In another sign of an improving market for energy transactions, Suncor said Tuesday that it has entered into an agreement to sell 71.5 million shares at a price of $35 per share.

“The net proceeds of the offering will be used for the previously announced acquisition of an additional 5-per-cent interest in the Syncrude joint venture and to reduce certain outstanding indebtedness,” a news release said.

The cash-in-hand will give Suncor the flexibility to jump on other opportunities for growth, as well.

But most immediately, the deal will help pay for what has been Suncor’s recent push to gain a majority stake in Syncrude. In April, Suncor said it would buy Murphy Oil Corp.’s 5-per-cent interest in the Syncrude mining venture for $937-million. That news came just weeks after it finalized its $4.2-billion deal for Canadian Oil Sands Ltd., previously Syncrude’s largest owner.

Disruptions related to the wildfires in northern Alberta forced the Canadian oil giant to cut its production outlook for the year. Although there was no damage to Suncor’s assets as a result of wildfires in the Fort McMurray region over the past five weeks, the company says it will likely take to the end of this month until its operations are fully back to normal.
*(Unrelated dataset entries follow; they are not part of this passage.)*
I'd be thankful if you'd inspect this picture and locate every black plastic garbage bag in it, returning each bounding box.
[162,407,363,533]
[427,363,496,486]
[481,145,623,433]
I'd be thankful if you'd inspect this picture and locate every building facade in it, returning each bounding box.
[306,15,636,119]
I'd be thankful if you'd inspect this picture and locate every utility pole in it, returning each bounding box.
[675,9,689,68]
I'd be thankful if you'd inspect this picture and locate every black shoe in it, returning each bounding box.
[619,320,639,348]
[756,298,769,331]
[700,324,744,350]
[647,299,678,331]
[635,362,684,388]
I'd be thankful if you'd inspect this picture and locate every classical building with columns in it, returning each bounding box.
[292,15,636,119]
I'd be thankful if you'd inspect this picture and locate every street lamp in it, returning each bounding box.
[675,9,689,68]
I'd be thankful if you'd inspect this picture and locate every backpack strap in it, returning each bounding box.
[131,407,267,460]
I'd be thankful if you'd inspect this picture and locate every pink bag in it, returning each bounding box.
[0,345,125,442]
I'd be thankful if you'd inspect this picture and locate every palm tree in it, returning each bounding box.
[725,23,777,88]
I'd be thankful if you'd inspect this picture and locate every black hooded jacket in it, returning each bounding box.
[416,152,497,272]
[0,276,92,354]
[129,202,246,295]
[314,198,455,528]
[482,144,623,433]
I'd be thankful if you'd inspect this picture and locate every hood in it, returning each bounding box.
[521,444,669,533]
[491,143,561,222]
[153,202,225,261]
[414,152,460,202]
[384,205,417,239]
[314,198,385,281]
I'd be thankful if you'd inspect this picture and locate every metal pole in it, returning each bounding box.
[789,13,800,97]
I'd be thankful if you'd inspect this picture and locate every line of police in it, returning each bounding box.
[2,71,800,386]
Due to the impact of the fires on refinery feedstock, as well as an unplanned outage at one unit of Suncor’s Edmonton refinery, gasoline and diesel production has also been reduced – creating shortages at Petro-Canada stations across Western Canada.

In the deal announced on Tuesday, the shares are being offered at a 4.1-per-cent discount to their Tuesday closing price, signalling some confidence from the underwriters. Had Suncor’s advisers been more worried about getting the deal done, they likely would have set the offer price lower in order to lure buyers. TransCanada Corp.’s $4.4-billion financing in March, for instance, was priced at a 7.4-per-cent discount.

The syndicate of underwriters for the offering is led by TD Securities Inc., CIBC Capital Markets and J.P. Morgan Securities Canada Inc. The deal is expected to close around June 22. If an over-allotment option is exercised in full, the proceeds are expected to hit $2.9-billion.